W sobotę na autostradzie A1 na pograniczu powiatu łęczyckiego i łowickiego (województwo łódzkie) policja udaremniła atak pseudokibiców Widzewa Łódź na autokar fanów ŁKS Łódź, którzy jechali na mecz do Lubawy.
Chuligani Widzewa poprzebierali się za robotników drogowych - mieli ze sobą kaski, kamizelki odblaskowe i znaki drogowe. Fanów znienawidzonego klubu chcieli zatrzymać pod pretekstem robót drogowych, a później zaatakować.
- Wszystko odbyło się na dużą skalę. Więc nietrudno sobie wyobrazić, co by się mogło stać, gdyby ten plan został zrealizowany. I nie chodzi mi tutaj tylko o zagrożenie w ruchu drogowym, ale przede wszystkim podróżujących - powiedziała WP SportoweFakty mł. ins. Joanna Kącka z łódzkiej policji.
Dla miejscowych władz takie sytuacje to nic nowego.

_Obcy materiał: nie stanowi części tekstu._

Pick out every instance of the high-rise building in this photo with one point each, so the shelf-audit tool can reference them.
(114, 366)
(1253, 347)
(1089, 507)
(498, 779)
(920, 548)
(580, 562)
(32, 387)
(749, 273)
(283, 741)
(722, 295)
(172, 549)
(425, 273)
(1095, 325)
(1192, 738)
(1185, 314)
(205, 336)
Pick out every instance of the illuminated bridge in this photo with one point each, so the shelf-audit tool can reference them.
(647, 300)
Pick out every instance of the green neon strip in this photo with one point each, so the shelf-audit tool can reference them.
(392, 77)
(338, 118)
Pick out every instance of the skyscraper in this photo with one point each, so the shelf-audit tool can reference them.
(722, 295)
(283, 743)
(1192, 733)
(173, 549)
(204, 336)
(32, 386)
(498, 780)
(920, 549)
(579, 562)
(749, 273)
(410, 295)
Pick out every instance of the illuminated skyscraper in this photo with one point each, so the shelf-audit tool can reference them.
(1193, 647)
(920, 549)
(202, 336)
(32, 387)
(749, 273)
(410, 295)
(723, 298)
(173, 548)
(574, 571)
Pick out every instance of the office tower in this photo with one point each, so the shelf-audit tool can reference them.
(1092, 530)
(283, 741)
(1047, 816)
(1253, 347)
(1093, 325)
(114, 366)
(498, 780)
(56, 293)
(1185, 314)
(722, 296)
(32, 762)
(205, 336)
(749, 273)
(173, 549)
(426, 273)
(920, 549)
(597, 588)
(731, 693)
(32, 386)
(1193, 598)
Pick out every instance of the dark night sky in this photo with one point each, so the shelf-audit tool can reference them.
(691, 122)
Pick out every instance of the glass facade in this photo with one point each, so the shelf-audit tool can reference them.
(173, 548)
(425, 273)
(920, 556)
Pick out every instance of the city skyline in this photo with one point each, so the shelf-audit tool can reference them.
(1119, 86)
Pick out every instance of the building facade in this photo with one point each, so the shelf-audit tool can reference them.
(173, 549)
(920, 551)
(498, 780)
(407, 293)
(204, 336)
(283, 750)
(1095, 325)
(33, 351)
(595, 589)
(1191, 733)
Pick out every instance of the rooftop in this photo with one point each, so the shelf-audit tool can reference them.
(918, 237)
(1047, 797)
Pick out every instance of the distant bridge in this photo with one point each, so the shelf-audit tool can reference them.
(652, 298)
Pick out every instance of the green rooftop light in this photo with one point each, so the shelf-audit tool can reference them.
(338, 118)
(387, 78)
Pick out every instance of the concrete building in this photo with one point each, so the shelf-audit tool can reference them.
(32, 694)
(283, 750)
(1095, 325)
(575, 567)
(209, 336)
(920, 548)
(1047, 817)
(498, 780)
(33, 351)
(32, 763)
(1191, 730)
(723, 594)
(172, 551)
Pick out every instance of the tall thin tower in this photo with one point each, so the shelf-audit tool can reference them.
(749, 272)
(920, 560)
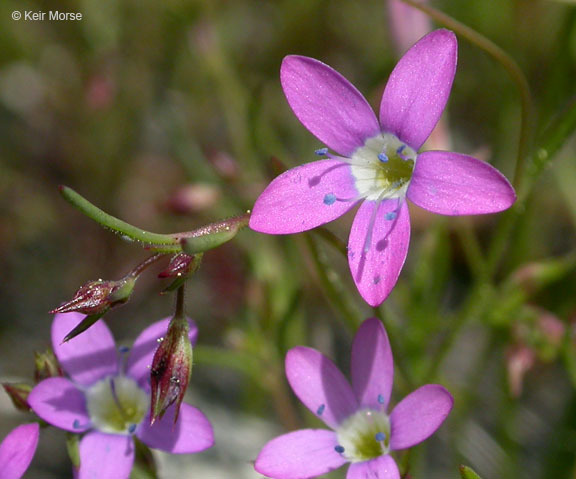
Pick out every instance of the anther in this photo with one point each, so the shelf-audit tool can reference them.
(330, 199)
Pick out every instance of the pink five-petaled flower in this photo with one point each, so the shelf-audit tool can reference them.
(363, 433)
(17, 450)
(108, 399)
(378, 161)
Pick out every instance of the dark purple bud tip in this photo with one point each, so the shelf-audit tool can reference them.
(171, 369)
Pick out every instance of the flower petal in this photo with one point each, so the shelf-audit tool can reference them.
(17, 450)
(383, 467)
(89, 356)
(59, 402)
(418, 415)
(300, 455)
(419, 87)
(106, 455)
(191, 433)
(372, 365)
(377, 248)
(142, 352)
(305, 197)
(320, 385)
(327, 104)
(455, 184)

- Zdarzają się podobne akcje. Często jednak ze względów taktycznych o nich nie informujemy, żeby nie podkręcać niepotrzebnie tematu. Czy możemy mówić o nowym trendzie w środowisku kibicowskim? Nie wiem. Ustawki w lasach na pewno zdarzają się coraz rzadziej. Więcej jest tych konfrontacji na drogach - przyznał rzeczniczka prasowa policji.
Łódzka akcja to jedna z wielu, o których ostatnio głośno było w mediach. Kierowcy mają prawo do obaw.
W październiku 2016 pseudokibice Lechii Gdańsk i Arki Gdynia starli się na obwodnicy Trójmiasta. Policja po przyjeździe na miejsce zastała sześciu mężczyzn i dwa poobijane samochody.
Kolejny przypadek miał miejsce w styczniu w Kamieńsku, gdy grupa chuliganów nagle zatrzymała się na drodze, założyła kominiarki i zaczęła przeszukiwać samochody, aby znaleźć sympatyków wrogiej drużyny.
ZOBACZ WIDEO: Cztery gole w dwanaście minut. Zobacz skrót meczu Aberdeen FC - Celtic Glasgow [ZDJĘCIA ELEVEN SPORTS]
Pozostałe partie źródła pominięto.